In recent years, the World Wide Web has shown enormous growth in size. Vast repositories of information are available on practically every possible topic. In such cases, it is valuable to perform topical resource discovery effectively. Consequently, several new ideas have been proposed in recent years; among them a key technique is focused crawling which is able to crawl particular topical portions of the World Wide Web quickly, without having to explore all web pages. In this paper, we propose the novel concept of intelligent crawling which actually learns characteristics of the linkage structure of the World Wide Web while performing the crawling.

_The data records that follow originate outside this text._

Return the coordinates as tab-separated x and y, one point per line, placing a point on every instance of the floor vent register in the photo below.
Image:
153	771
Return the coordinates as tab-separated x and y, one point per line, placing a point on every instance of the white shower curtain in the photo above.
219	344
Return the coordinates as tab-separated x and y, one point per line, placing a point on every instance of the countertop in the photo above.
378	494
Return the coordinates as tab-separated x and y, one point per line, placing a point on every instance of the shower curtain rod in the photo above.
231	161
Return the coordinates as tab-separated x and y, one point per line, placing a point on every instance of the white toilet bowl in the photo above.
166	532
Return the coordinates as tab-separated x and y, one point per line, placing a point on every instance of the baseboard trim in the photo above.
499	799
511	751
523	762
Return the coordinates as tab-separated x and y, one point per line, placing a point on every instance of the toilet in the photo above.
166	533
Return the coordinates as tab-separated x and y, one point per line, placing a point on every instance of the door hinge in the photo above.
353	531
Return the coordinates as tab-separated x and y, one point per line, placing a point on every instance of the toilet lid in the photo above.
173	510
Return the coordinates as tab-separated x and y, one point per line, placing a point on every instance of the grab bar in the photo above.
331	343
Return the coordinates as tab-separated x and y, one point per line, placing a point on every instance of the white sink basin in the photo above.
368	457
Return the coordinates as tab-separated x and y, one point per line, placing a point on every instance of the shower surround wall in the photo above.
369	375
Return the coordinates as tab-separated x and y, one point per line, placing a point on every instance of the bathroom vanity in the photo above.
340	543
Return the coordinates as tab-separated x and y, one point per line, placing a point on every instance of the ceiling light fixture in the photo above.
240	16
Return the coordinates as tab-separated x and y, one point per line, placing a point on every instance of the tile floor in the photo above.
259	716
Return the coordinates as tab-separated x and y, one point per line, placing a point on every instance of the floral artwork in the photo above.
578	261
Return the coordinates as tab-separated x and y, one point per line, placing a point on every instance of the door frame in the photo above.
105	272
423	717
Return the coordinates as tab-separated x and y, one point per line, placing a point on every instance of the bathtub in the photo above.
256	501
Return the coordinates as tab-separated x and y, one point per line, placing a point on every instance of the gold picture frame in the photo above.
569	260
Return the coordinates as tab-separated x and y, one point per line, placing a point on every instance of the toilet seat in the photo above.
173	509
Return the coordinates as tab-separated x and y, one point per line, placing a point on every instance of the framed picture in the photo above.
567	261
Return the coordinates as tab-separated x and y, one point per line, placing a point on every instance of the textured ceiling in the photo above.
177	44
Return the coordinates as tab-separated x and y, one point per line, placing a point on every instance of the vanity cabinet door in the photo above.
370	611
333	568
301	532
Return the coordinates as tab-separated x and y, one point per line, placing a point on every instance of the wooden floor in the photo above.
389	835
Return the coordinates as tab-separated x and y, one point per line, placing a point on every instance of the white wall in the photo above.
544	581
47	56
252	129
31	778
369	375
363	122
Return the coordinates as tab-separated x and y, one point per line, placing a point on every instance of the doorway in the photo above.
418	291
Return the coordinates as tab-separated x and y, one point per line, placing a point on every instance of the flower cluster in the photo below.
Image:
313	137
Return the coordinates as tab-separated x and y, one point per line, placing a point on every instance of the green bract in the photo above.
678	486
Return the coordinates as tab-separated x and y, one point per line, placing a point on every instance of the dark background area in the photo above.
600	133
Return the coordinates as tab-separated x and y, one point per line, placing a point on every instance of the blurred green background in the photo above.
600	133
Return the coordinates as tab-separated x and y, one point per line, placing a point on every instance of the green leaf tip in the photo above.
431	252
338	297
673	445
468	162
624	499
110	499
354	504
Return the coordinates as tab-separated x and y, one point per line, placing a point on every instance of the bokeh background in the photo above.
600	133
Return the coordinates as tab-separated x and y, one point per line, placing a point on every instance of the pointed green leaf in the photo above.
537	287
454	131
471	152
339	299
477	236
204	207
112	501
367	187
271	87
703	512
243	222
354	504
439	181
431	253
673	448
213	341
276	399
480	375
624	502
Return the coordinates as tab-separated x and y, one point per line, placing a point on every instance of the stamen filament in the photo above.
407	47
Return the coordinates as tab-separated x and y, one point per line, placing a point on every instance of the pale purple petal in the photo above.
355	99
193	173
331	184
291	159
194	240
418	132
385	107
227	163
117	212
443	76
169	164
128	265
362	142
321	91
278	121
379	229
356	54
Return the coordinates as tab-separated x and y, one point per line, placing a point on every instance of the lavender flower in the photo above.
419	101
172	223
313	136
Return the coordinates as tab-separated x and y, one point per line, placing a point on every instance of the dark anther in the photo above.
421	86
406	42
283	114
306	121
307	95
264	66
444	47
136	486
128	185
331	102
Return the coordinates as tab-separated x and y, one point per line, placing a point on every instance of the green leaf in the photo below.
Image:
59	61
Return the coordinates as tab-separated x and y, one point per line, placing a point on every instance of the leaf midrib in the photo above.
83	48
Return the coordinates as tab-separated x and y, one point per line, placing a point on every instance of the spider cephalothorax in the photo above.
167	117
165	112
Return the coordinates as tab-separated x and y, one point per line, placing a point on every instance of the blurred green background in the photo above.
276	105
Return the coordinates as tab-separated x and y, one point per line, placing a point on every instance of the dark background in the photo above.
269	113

Specifically, the intelligent crawler uses the inlinking web page content, candidate URL structure, or other behaviors of the inlinking web pages or siblings in order to estimate the probability that a candidate is useful for a given crawl. This is a much more general framework than the focused crawling technique which is based on a pre-defined understanding of the topical structure of the web. The techniques discussed in this paper are applicable for crawling web pages which satisfy arbitrary user-defined predicates such as topical queries, keyword queries, or any combinations of the above. Unlike focused crawling, it is not necessary to provide representative topical examples, since the crawler can learn its way into the appropriate topic. We refer to this technique as intelligent crawling because of its adaptive nature in adjusting to the web page linkage structure. We discuss how to intelligently select features which are most useful for a given crawl. The learning crawler is capable of reusing the knowledge gained in a given crawl in order to provide more efficient crawling for closely related predicates.